In August 2010, a local resident applied to Essex County Council (ECC) to register an area of about 200 square metres of that quay (the Quay) as a TVG. In October 2013 ECC’s inspector found that:

  • The Quay had been used “as of right“ by local inhabitants for lawful sports and pastimes (primarily dog walking, but including informal games, feeding swans and crabbing at the water’s edge) for the 20 years up to TW’s erection of the fence.
  • During that 20 year period, the commercial activities of the port and the recreational activities of the local inhabitants co-existed without problems and there was no evidence that either activity displaced the other.

In July 2014 ECC registered the Quay as a TVG and TW was subsequently unsuccessful in proceedings to rectify the TVG register, culminating in an appeal to the Supreme Court where the key issues were:

  • Land should not be registered as a TVG if that resulted in the landowner’s pre-existing commercial activities being criminalised under the Inclosure Act 1857 and the Commons Act 1876 (the Victorian Acts); both of which make it an offence to interfere with public rights over TVG. The Supreme Court held that the public rights associated with TVG registration were subject to a “give and take” principle, so the landowner could continue with its pre-existing uses (provided they did not interfere with those public rights) and the public could continue exercising those rights reasonably and with respect for the landowner’s concurrent use. The effect of the Victorian Acts was not to criminalise TW’s activities during the 20 year TVG qualifying period.
  • The periods of time when local inhabitants were excluded from the Quay due to TW’s commercial activities indicated they were permitted to use it when not in commercial use, meaning their use was “by right” rather than “as of right”. The Supreme Court rejected this argument and held that recreational use of land for only certain periods of time was still sufficient to establish use “as of right”. There was evidence that TW’s commercial activities rarely discouraged locals from visiting the Quay for recreation.
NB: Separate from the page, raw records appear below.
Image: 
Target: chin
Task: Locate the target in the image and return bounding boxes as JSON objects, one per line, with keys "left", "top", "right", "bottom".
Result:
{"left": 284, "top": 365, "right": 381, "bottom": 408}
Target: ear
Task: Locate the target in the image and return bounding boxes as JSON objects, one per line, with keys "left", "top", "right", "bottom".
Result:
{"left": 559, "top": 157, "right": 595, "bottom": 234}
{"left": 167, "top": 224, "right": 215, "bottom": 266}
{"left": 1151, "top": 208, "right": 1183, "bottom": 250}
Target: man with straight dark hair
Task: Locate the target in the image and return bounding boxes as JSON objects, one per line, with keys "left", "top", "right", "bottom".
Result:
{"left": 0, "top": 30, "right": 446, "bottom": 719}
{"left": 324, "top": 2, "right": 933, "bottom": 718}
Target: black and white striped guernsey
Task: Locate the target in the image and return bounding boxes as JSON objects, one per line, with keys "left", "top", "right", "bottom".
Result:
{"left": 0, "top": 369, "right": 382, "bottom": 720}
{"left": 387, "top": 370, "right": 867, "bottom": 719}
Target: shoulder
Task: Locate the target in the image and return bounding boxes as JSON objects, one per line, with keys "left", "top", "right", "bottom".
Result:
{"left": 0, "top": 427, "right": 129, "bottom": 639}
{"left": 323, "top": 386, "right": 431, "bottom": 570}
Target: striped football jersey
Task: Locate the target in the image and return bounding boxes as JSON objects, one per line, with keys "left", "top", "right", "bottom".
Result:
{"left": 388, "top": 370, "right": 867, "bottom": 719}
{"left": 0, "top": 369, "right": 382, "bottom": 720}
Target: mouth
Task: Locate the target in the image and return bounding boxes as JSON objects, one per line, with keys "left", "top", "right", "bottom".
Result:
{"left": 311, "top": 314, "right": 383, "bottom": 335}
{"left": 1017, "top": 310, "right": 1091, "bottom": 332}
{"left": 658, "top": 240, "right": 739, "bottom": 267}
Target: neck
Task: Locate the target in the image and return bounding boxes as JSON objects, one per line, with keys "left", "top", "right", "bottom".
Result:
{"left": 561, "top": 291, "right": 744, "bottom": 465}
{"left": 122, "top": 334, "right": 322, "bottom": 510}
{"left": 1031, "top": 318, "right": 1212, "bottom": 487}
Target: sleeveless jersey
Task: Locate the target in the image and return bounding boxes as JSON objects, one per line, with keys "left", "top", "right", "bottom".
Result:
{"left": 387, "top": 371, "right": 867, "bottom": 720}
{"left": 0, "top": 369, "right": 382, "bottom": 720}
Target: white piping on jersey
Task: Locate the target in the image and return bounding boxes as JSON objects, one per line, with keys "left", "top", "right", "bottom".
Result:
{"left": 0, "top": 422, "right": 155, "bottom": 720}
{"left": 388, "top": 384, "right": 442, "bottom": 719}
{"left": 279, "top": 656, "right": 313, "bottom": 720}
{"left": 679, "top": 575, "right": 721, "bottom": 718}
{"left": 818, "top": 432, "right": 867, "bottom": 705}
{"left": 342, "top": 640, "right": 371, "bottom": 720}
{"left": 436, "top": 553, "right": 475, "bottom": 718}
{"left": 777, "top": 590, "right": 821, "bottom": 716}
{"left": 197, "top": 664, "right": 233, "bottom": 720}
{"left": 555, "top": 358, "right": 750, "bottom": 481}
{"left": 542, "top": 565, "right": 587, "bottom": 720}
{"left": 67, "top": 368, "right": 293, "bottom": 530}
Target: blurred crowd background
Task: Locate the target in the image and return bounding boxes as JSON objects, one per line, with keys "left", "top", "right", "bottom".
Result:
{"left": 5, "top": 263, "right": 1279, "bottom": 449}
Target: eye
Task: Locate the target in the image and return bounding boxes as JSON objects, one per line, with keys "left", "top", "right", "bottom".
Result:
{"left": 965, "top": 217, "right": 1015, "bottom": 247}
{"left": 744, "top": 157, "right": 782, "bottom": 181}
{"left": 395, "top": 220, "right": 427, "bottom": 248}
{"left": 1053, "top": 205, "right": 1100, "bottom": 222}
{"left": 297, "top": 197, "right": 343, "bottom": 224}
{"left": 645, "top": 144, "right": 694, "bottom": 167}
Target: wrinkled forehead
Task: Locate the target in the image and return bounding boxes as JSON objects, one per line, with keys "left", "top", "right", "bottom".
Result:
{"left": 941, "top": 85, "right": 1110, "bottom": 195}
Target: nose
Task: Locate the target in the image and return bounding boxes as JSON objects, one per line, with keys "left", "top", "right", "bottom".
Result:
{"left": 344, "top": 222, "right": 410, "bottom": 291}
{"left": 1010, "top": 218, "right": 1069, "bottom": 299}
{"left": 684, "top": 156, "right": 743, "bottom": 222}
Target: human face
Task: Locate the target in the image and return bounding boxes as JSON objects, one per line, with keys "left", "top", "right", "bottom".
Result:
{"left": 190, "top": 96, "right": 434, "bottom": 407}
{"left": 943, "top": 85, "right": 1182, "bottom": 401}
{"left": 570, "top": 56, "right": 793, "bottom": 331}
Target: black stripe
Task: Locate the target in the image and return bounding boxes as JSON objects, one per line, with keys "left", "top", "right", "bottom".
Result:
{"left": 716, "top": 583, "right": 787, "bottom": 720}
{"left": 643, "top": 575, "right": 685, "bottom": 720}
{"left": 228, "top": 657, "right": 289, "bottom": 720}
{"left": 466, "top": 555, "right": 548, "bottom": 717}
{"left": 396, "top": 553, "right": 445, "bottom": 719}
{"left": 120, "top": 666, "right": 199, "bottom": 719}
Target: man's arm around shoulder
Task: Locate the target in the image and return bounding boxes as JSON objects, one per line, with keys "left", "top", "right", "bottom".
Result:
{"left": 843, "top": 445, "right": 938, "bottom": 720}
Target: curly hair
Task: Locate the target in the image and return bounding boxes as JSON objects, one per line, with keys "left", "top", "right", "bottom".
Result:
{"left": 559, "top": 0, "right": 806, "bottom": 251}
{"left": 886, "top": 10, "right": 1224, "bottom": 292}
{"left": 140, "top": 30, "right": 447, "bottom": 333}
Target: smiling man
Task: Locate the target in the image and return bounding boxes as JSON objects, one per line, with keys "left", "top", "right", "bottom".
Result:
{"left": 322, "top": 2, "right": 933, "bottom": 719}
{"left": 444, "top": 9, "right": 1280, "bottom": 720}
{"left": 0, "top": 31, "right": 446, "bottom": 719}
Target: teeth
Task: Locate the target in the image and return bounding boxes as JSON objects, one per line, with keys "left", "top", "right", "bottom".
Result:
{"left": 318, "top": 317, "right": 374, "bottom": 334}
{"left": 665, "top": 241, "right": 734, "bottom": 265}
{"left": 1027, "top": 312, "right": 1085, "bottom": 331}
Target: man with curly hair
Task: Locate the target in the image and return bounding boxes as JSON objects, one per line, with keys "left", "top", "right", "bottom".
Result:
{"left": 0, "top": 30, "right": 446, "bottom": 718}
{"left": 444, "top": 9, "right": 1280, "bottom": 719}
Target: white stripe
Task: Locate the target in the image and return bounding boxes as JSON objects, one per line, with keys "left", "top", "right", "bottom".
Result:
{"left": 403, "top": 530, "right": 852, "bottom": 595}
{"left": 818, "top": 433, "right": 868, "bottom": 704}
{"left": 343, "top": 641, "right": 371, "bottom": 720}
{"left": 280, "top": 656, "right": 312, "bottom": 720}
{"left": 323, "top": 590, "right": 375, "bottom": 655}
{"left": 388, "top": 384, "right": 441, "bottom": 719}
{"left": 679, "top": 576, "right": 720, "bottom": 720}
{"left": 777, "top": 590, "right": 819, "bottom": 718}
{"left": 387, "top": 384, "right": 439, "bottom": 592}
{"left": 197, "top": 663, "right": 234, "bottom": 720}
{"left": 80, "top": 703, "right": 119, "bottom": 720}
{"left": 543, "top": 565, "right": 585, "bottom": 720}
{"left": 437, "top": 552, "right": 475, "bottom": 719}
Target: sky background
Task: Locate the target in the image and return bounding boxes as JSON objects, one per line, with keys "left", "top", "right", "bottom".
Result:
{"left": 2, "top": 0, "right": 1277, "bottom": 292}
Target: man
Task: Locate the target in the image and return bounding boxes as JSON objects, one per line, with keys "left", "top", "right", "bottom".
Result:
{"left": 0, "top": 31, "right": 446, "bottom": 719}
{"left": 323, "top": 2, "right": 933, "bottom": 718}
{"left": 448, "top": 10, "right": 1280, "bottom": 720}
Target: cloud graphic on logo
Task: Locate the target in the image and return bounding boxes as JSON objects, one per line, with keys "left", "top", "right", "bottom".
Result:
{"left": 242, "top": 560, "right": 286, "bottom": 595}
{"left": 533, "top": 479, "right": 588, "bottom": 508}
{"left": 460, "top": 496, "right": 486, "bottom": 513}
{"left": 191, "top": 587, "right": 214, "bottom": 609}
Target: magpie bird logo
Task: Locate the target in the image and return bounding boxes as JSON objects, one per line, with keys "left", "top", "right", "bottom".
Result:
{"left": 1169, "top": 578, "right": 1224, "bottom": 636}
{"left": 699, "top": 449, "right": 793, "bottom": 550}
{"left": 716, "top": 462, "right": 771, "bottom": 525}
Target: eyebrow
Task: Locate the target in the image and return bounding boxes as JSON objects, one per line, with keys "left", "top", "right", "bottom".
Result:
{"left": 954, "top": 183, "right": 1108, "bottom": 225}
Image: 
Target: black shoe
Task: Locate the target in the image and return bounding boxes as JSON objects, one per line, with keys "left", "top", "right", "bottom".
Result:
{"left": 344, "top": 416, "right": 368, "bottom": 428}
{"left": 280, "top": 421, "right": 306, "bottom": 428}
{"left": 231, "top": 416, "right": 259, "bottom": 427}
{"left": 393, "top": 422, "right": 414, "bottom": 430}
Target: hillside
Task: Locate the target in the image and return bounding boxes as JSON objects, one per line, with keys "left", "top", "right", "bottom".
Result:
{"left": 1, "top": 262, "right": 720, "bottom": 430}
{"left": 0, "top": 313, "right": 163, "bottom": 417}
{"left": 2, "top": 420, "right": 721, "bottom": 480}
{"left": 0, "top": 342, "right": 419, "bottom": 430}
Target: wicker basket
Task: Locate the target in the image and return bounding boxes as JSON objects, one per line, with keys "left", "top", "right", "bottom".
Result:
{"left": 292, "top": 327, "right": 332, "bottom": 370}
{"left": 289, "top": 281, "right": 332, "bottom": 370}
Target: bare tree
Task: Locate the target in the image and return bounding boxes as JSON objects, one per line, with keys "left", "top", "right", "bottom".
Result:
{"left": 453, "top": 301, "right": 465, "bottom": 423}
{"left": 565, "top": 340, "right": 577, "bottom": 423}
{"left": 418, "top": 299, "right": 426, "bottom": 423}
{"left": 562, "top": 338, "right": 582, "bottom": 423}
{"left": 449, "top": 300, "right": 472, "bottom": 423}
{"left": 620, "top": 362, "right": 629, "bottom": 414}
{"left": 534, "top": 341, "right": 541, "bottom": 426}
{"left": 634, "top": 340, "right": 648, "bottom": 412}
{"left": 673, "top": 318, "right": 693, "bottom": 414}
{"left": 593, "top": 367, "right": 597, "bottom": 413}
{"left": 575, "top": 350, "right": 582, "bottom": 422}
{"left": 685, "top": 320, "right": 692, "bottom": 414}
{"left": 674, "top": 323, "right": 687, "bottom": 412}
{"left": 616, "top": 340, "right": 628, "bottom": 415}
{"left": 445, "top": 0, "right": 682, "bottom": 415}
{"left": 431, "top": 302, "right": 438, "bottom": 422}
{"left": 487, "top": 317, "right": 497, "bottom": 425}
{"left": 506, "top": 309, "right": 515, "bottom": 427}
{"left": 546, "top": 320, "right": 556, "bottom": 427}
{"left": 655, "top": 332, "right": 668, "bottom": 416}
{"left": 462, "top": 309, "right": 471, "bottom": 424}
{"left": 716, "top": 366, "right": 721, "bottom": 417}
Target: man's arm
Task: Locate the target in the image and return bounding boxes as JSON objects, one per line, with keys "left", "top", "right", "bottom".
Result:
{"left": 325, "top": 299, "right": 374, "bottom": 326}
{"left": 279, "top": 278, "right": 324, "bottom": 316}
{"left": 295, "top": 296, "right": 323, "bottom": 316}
So, how might the TW Logistics decision affect purchasers and developers? Enquiries should be made as to how the land concerned was acquired and subsequently managed. It may be possible to establish that (as in the Newhaven case) its use has been subject to statutory provisions such as byelaws, which would render any use to be "by right" and prevent TVG registration.

As this is a complex and evolving area of law it is important to address TVG risks early in a transaction.